In this section, we're going to download and take a bird's eye view of the dataset we'll be using throughout this book—the UK Road Safety Data. In total, this dataset provides more than 15 million rows across three CSV files.
Accidents7904.csv
Casualty7904.csv
Road-Accident-Safety-Data-Guide-1979-2004.xls
Vehicles7904.csv
The CSV files contain the data that we are going to use in the recipes throughout this book. The Excel file is pure magic, though. It contains a reference for all the data, including a list of the fields in each dataset as well as the coding used.
Coding data is a very important preprocessing step. Most analysis tools that you will use expect to see numbers rather than labels such as city or road type. The reason for this is that computers don't understand context like we humans do. Is Paris a city or a person? It depends. Computers can't make that judgment call. To get around this, we assign numbers to each text value. That's been done with this dataset.
It is said that up to 90 percent of the time spent on most data projects is for preparing the data for analysis.
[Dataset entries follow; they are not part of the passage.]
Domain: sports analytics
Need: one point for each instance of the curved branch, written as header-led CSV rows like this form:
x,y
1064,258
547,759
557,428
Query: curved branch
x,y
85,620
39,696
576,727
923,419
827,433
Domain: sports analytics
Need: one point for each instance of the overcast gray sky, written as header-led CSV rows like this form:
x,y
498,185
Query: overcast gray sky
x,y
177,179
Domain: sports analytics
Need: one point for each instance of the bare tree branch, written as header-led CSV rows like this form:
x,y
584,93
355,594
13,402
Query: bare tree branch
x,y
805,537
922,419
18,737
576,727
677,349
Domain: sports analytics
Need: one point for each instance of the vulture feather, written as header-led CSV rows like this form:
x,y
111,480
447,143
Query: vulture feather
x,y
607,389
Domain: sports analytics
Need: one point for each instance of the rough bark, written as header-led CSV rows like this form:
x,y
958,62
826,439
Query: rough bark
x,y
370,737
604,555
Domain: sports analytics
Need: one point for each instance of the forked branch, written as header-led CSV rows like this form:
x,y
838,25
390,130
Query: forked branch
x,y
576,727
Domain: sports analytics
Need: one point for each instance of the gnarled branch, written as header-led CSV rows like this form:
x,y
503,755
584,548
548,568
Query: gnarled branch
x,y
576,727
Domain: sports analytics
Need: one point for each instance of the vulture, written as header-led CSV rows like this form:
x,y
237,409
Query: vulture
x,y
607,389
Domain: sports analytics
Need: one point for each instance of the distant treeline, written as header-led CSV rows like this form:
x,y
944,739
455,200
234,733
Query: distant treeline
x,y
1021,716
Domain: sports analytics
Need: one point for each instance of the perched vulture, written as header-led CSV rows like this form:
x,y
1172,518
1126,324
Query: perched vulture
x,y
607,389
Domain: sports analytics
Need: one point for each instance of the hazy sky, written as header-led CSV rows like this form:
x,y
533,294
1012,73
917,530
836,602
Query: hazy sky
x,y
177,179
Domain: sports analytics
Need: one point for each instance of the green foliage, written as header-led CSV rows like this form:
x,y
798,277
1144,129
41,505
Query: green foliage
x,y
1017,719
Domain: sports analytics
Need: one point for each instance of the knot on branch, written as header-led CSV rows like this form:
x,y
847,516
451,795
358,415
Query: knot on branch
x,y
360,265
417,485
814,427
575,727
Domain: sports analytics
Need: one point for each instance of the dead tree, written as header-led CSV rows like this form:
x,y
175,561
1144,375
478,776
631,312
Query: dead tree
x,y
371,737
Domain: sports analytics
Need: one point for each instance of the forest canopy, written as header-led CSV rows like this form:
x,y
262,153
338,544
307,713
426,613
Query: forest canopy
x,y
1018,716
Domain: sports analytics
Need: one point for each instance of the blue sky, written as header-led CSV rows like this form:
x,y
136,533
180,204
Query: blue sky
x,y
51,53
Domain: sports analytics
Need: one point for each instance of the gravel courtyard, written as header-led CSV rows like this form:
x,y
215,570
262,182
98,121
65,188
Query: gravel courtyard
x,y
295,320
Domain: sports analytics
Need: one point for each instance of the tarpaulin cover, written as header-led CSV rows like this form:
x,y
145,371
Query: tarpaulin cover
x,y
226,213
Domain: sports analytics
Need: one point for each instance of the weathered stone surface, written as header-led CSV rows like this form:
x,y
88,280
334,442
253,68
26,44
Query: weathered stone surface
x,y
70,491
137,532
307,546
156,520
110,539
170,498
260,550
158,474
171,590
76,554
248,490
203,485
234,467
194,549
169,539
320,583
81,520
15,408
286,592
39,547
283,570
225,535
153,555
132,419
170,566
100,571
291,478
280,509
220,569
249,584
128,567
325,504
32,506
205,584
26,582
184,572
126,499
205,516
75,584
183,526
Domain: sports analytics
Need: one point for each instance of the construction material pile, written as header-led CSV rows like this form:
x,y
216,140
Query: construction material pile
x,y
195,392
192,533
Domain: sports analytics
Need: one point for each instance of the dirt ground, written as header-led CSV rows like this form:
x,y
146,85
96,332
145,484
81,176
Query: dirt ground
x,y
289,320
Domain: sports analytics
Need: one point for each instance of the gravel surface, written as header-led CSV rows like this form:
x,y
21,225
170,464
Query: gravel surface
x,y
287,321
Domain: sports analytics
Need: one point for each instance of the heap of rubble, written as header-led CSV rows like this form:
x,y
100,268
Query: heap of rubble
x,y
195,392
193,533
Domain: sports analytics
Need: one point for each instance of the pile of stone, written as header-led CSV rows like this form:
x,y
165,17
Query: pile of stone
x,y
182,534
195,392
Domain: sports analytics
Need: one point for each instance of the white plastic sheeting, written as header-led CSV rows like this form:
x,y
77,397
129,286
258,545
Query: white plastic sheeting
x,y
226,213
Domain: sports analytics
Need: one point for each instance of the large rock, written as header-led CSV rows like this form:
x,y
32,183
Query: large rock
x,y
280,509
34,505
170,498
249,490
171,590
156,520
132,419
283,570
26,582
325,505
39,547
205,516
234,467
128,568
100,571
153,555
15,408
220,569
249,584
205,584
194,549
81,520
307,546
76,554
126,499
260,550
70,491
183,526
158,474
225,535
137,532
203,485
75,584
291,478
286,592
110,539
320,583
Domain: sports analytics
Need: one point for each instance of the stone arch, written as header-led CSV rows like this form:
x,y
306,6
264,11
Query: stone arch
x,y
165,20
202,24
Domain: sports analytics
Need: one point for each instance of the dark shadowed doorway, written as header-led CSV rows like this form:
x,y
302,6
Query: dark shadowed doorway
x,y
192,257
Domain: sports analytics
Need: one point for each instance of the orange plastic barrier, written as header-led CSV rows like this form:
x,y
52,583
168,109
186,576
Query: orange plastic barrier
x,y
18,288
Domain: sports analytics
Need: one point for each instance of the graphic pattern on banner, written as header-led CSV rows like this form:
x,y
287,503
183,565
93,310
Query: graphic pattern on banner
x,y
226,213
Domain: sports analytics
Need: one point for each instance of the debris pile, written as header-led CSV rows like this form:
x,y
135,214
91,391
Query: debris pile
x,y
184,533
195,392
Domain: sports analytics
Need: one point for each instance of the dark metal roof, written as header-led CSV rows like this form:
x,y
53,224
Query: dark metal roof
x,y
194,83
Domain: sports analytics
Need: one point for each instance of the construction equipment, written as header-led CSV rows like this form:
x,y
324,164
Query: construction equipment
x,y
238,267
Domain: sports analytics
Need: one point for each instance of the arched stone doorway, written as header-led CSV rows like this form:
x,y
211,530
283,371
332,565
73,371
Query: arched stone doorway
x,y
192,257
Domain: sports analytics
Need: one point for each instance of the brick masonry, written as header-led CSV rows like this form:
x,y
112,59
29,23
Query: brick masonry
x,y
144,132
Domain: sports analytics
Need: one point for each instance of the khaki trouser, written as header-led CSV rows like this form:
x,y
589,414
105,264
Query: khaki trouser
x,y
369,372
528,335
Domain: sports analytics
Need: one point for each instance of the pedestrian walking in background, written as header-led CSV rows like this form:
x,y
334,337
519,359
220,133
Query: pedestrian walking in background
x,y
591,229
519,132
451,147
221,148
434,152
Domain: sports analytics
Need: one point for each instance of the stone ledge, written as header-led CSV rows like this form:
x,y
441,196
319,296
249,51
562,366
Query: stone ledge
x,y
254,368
Anecdotal evidence from this author and those I speak with holds this to be true. While you will learn a number of techniques for cleaning and standardizing data, also known as preprocessing in the data world, the UK Road Safety Data dataset is an analysis-ready dataset. In addition, it provides a large amount of data—millions of rows—for us to work with.
This dataset contains detailed road safety data about the circumstances of personal injury road accidents in GB from 1979, the types (including Make and Model) of vehicles involved and the consequential casualties.